• he/him

one more cute disaster… it’s hard here in paradise

last.fm listening



zaratustra
@zaratustra
  • you're arbitrarily barred from opening doors and leaving certain areas even though you totally should be able to go there come on
  • very basic tasks are given to you which the task-giver should be able to perform on their own
  • super long tutorial
  • faulty parser means commands need to be phrased in several different ways even when the interpretation should be obvious
  • you have a lot of freedom but not in a way that would permanently affect the plot

fool
@fool
  • the world is built to a larger scale than your body
  • boring unskippable cutscenes
  • keeping a bunch of random crap in your inventory in case you need it later
  • Sonic the Hedgehog is there


highimpactsex
@highimpactsex

i recently watched this fantastic documentary on text adventure games by jason scott and they mentioned the problem of “how do we get more people to play these games”. you see these veterans and amateurs burn out trying to make these games profitable while a select few is still hustling out there and saying, “There’s an audience that is clamoring for this. We just need more visibility.”

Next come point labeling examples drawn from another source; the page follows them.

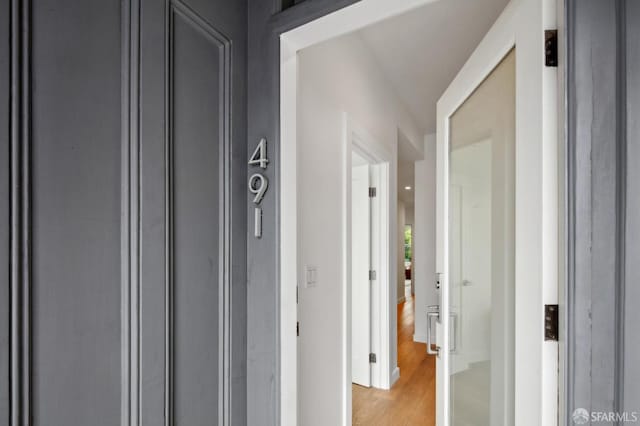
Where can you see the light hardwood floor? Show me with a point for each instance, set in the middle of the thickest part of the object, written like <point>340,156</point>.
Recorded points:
<point>412,400</point>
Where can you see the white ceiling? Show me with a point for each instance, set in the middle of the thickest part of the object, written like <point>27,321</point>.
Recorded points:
<point>421,51</point>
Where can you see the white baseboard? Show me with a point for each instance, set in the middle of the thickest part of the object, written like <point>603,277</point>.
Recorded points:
<point>395,376</point>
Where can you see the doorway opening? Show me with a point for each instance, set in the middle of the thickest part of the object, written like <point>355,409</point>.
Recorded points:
<point>341,70</point>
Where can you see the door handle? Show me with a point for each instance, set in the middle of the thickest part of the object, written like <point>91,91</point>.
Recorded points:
<point>433,313</point>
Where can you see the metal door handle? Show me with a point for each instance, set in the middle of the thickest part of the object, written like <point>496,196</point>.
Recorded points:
<point>433,314</point>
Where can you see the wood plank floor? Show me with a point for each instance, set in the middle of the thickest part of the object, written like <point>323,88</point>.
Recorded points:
<point>412,400</point>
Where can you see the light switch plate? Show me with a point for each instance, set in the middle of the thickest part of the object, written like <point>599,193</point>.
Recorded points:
<point>311,276</point>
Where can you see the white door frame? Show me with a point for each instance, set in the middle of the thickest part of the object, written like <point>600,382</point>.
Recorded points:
<point>343,21</point>
<point>381,163</point>
<point>521,24</point>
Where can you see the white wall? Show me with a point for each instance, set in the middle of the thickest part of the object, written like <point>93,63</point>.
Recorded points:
<point>400,257</point>
<point>335,77</point>
<point>424,237</point>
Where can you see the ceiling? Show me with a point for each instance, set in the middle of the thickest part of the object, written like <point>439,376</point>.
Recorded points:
<point>421,51</point>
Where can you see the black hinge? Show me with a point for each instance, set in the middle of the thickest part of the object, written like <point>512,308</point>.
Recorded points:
<point>551,48</point>
<point>551,322</point>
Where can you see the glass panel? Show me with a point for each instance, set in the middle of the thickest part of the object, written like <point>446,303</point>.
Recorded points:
<point>481,252</point>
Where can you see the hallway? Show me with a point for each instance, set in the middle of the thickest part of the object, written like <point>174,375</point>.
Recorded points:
<point>411,401</point>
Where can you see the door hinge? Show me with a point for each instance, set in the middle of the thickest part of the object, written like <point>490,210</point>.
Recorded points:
<point>551,48</point>
<point>551,322</point>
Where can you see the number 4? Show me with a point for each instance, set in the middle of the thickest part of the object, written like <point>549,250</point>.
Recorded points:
<point>259,156</point>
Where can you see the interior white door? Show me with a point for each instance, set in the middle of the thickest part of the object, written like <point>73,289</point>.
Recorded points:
<point>497,224</point>
<point>360,284</point>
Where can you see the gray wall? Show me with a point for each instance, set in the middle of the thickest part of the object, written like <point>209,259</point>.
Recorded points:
<point>604,205</point>
<point>267,20</point>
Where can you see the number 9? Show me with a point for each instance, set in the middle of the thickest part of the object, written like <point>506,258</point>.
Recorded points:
<point>258,185</point>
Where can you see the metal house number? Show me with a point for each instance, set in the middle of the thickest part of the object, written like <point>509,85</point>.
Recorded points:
<point>258,184</point>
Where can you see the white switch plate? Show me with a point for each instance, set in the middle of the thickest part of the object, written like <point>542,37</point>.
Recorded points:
<point>311,276</point>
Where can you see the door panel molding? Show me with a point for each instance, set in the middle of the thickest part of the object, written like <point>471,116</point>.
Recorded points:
<point>222,46</point>
<point>130,223</point>
<point>20,215</point>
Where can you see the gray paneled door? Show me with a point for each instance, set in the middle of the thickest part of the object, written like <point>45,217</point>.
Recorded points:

as the enlightened redditor i am (i don’t use reddit), the answer is clearly somewhere in the middle: there’s definitely people out there who would love these text adventure games and more broadly, niche titles in general. i’m defining “niche title” broadly here: the stuff that’s not on storefront pages like Steam or consoles. there’s people who would love to immerse themselves in these text only worlds if they knew (i count myself as a recent convert) or people who would go “holy shit, this indie game is kinda cool”. and there’s definitely this David and the Goliath appeal: the underdog communities can beat goliath with more support from the outside.

i get that, but i wonder how many people will actually play these titles even when good visibility is there.

i think about this a lot when it comes to indie japanese games. games are getting translated, people like me write about ‘em, and many blood has been spilled over polemics going “We need more diversity of discourses in games!” and i sorta wonder if much has changed.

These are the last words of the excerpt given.